Italy's incoming Prime Minister Mario Monti named a new technocrat cabinet on Wednesday after being confirmed in office by President Giorgio Napolitano. He will present his policy platform in the Senate on Thursday.

Here are some early reactions to the new government:


The new Monti government includes ministers of high-standing, technocrats. There are no political ministers. This could be a weakness but we will see with the start of their work if there is support and clear agreement from the parliament. I expect there will be this support. The new government will be able to use its initial phase to draft measures immediately.

The measures that help are clear: they are those identified in the letter from the ECB in August and in part taken up in the letter sent to (Italy's) European partners. The primary need is to remove opposition to some of the measures and to implement them.

The government ought to take measures ... on capital and pension reform. On the pensions front, the appointment of Elsa Fornero at the welfare ministry is a guarantee. Fornero is one of the top experts on pensions.

The fact that the premier will also be economy minister is a positive factor: the focus of the government's action will be on the economy and finance and it is important the prime minister is directly responsible for all this area.


The cabinet is made up partly of people Monti knows well and trusts and partly of people who have probably been suggested to him by President Napolitano as being credible in implementing what the government decides.

It's interesting that Monti has kept the economy ministry for himself. He obviously wants to be in control of what is clearly the most critical area.

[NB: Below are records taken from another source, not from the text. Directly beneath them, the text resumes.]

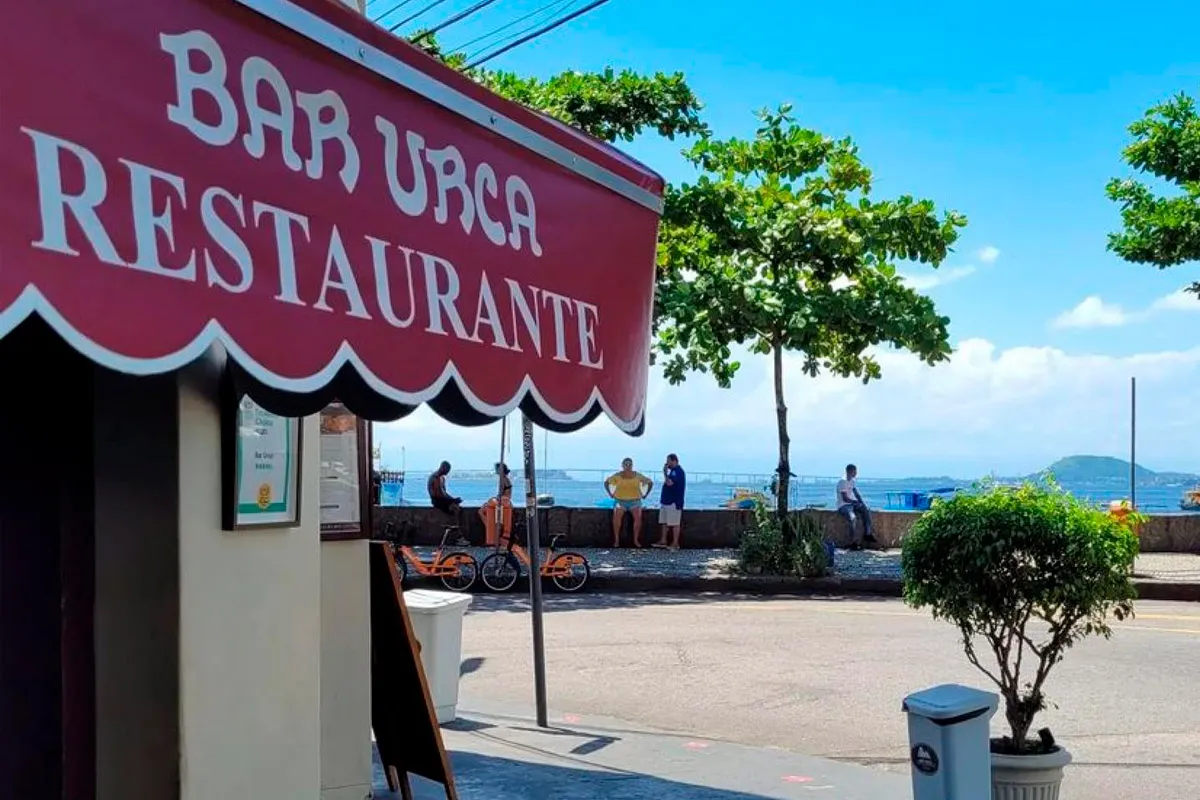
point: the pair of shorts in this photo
(445, 505)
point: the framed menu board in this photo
(345, 475)
(261, 470)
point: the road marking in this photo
(1181, 618)
(1132, 625)
(1157, 630)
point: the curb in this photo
(1168, 590)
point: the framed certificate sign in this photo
(345, 475)
(262, 468)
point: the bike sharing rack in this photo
(948, 738)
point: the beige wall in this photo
(345, 671)
(250, 629)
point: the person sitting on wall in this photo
(628, 488)
(442, 499)
(489, 511)
(850, 505)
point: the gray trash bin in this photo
(948, 737)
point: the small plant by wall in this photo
(787, 546)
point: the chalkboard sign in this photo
(402, 714)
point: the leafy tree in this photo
(1025, 572)
(1161, 229)
(779, 245)
(611, 106)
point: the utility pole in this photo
(534, 546)
(1133, 443)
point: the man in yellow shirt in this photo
(628, 488)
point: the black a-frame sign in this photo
(402, 715)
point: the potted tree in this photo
(1024, 572)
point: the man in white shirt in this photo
(850, 505)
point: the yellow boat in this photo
(745, 498)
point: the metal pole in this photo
(534, 546)
(499, 480)
(1133, 443)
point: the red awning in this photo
(340, 212)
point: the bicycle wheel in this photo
(499, 571)
(571, 571)
(466, 571)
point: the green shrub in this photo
(1026, 571)
(766, 548)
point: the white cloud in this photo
(1181, 300)
(988, 254)
(927, 281)
(1095, 312)
(1012, 410)
(1092, 312)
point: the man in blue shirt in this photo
(675, 486)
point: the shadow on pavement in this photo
(487, 777)
(517, 601)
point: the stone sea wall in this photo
(720, 528)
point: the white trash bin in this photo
(948, 733)
(437, 623)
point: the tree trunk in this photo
(785, 469)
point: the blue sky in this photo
(1014, 115)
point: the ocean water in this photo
(585, 489)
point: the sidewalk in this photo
(504, 756)
(1159, 576)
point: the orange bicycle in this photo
(457, 570)
(501, 570)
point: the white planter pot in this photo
(1027, 777)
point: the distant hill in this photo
(1104, 469)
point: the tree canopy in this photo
(780, 246)
(1162, 229)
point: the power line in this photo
(460, 48)
(540, 31)
(395, 7)
(405, 22)
(461, 14)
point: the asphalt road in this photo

(New Industry and Infrastructure Minister) Corrado Passera clearly has political leanings (he is considered close to the centre-left) but more important is that he has been a CEO, so he is someone who can make things happen. That is very welcome.

The only question for Italy is: 'is it too late?'


Mario Monti has kept the economy ministry for himself as expected. The list of ministers is perhaps a little longer than markets had expected but it seems to me that there is good mix of specialties.

A majority of names are academics with undeniable experience in their respective sectors.

I think that the choice of Passera as Industry and Infrastructure Minister is important considering the crisis originated in the financial sector.

Another important name is that of Piero Giarda, who has been undersecretary in the past and is an expert on public finances.

The new prime minister however hasn't given anything away on the programme.